Restriction of Use or Disclosure of Protected Health Information (PHI) Policy

A patient has the right to REQUEST that the use and disclosure of his protected health information (PHI) be restricted for treatment, payment, and health care operations (TPO), as well as restricting disclosure to certain people, such as family members.




The restriction request must be in writing, be specific as to what information is covered by the request, whether it covers use, disclosure, or both, and to whom these limitations apply.


If this practice agrees to the request, it will honor the request except when overriding laws or emergencies apply.

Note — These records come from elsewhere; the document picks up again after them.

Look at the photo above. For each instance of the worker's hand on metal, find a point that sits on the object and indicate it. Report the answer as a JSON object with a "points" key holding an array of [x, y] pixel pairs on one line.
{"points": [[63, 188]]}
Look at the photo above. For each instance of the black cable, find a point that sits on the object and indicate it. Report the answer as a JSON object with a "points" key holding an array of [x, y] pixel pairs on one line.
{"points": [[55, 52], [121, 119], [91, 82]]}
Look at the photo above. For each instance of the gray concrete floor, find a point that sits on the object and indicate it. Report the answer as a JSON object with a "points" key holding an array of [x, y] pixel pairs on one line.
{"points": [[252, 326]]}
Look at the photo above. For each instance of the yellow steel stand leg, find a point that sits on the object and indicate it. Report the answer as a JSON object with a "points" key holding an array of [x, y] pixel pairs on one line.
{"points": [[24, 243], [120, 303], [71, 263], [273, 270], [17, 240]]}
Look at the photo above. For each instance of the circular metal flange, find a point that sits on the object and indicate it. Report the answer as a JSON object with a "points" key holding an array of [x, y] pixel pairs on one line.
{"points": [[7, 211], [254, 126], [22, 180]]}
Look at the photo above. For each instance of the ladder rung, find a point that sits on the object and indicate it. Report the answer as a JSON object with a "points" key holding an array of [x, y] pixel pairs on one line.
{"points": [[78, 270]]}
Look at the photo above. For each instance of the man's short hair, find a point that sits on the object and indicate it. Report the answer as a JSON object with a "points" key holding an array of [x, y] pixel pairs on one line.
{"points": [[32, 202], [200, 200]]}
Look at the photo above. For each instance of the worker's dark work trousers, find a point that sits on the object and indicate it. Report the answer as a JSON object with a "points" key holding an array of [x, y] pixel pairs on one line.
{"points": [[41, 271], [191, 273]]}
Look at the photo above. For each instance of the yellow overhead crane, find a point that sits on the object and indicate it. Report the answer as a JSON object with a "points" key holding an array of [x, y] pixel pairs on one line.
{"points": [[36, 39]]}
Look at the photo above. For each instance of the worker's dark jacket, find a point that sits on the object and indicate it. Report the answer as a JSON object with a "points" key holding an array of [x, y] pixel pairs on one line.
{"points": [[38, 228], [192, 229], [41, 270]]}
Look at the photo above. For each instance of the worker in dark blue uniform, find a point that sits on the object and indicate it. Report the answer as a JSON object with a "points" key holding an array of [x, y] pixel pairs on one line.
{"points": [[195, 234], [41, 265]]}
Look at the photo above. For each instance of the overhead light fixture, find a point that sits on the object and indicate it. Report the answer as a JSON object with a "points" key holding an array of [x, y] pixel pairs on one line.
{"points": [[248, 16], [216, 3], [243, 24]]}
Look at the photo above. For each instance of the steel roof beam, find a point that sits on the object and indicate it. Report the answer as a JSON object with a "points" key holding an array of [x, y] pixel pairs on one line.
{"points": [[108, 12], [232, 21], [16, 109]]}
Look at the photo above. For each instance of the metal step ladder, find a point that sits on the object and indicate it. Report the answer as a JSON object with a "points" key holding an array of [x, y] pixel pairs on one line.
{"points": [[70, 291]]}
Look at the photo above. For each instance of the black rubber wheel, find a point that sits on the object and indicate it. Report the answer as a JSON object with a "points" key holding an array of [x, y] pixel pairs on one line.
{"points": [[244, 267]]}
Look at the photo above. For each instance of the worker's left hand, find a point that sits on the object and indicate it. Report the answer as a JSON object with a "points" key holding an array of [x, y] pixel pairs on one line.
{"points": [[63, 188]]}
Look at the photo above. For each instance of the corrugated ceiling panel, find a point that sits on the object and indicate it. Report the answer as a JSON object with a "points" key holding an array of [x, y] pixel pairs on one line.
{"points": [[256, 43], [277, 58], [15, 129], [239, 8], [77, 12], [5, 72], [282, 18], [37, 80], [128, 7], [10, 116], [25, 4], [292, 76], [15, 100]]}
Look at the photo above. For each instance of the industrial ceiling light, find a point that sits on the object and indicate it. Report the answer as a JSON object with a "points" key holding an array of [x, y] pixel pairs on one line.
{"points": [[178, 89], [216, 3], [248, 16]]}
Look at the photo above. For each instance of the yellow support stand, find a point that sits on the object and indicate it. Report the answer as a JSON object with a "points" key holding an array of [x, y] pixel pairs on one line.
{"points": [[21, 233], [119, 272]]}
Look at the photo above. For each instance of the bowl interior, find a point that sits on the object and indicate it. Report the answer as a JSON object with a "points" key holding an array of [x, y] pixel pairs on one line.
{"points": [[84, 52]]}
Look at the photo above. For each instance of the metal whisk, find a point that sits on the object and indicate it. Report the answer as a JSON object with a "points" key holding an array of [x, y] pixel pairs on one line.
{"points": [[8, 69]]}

The agreement to restrict health information use and/or disclosure of treatment, payment, or health care operations may be terminated at any time, in writing, by the patient, or by the practice for health information created or received after the date of the notice.

Privacy Complaint Policy

Patients have a right to file a formal complaint if they feel we have not adequately protected their privacy. This complaint must be submitted in writing to the privacy officer or may be submitted directly to the U.S. Department of Health and Human Services Secretary. The complaint must be submitted within 180 days of the event of concern.


The privacy officer is responsible for the investigation and resolution of the complaint.


The practice must maintain a record of the complaints and the resolution, if applicable, for six (6) years.

Modification Policy

The office may change or amend these policies from time to time as needed or to comply with appropriate laws and regulations.